200 Mystical Fictions
nytheatre.com review by Jo Ann Rosen
August 22, 2007
Debra L. Siegel has written a complex, emotional drama about what it is to lose a loved one and what it takes to engage in life again. Appropriately enough, 200 Mystical Fictions begins in a group therapy session. The participants reluctantly give up pieces of personal information in the event that therapy might actually work. But, the lead character, Brooke, does not. In three years of meetings, Brooke has shared nothing, vacillating between the emptiness of her real life and the richness of her dreams where she can cling to Jake, the man she still loves but can never marry because he was one of the firefighters killed on 9/11. Everyone in the group has become as impatient with Brooke as they are in coming to terms with their own demons. Enter Kaz, a quiet young man, who is attracted to Brooke and who responds to her in a low-key, unpredictable way.
Siegel seems to understand the journey of loss, mourning, and the return trip back to living a full life. Her script alternates between Brooke's dream sequences, which interrupt at nearly every conversation, and Brooke's mundane and challenging day-to-day life. In Brooke's dreams, Jake appears in elaborate, exotic costumes, hinting at the colorful and enticing life they had planned together, beginning with a trip to Japan where they were to marry. There are dream sequences of Jake giving her a Japanese dictionary, of Brooke speaking Japanese, of a guide who is unable to translate his lecture into Japanese. Brooke cannot let these memories go. Kaz, for his part, is half Japanese.
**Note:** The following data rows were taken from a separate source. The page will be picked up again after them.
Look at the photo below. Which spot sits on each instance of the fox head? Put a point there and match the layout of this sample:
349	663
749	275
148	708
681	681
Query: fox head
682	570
He seems to understand her, and he makes himself available in a soft-spoken, solid way. One of his best features is his answering machine, which allows Brooke to talk as long as she pleases without being cut off. So, she calls Kaz, who is never home and talks to the machine. Brooke's relationship with Kaz develops. But Brooke cannot engage completely until Jake, her dead lover, gives his blessing and says goodbye.
The journey is interestingly circuitous, if not at times somewhat misleading. I concentrated very hard on the Asian aspect, but it amounted to nothing more than colorful dreams. I couldn't figure out why Kaz needed to be half Japanese (but not visibly) other than it made for an easier transition for Brooke. Celeste N. Arias plays Brooke with cool detachment, making the judgments of her group perfectly understandable. Paulo Quiros shows reassuring presence as Kaz. And, Josh Sauerman, while not exactly somnambulate, keeps Jake dream-like.
Laura Pestronk directs with a firm hand, particularly in the group scenes where dialog overlaps and pace accounts for so much. The same should be applied to the ending, which has the audience at the finish line long before the actors.
200 Mystical Fictions is a brave, complex play about an event that is still raw, and has us, as a population, seeking normalcy on both large and small scales. Siegel's play is an honest testament to a difficult journey. I would like to think of Jake's ultimate goodbye less as a release for Brooke than as a hopeful sentiment, one which is symbolic and life affirming. A person should be able to actively engage in life without wiping a lost loved one from the memory bank. That happens only in plays.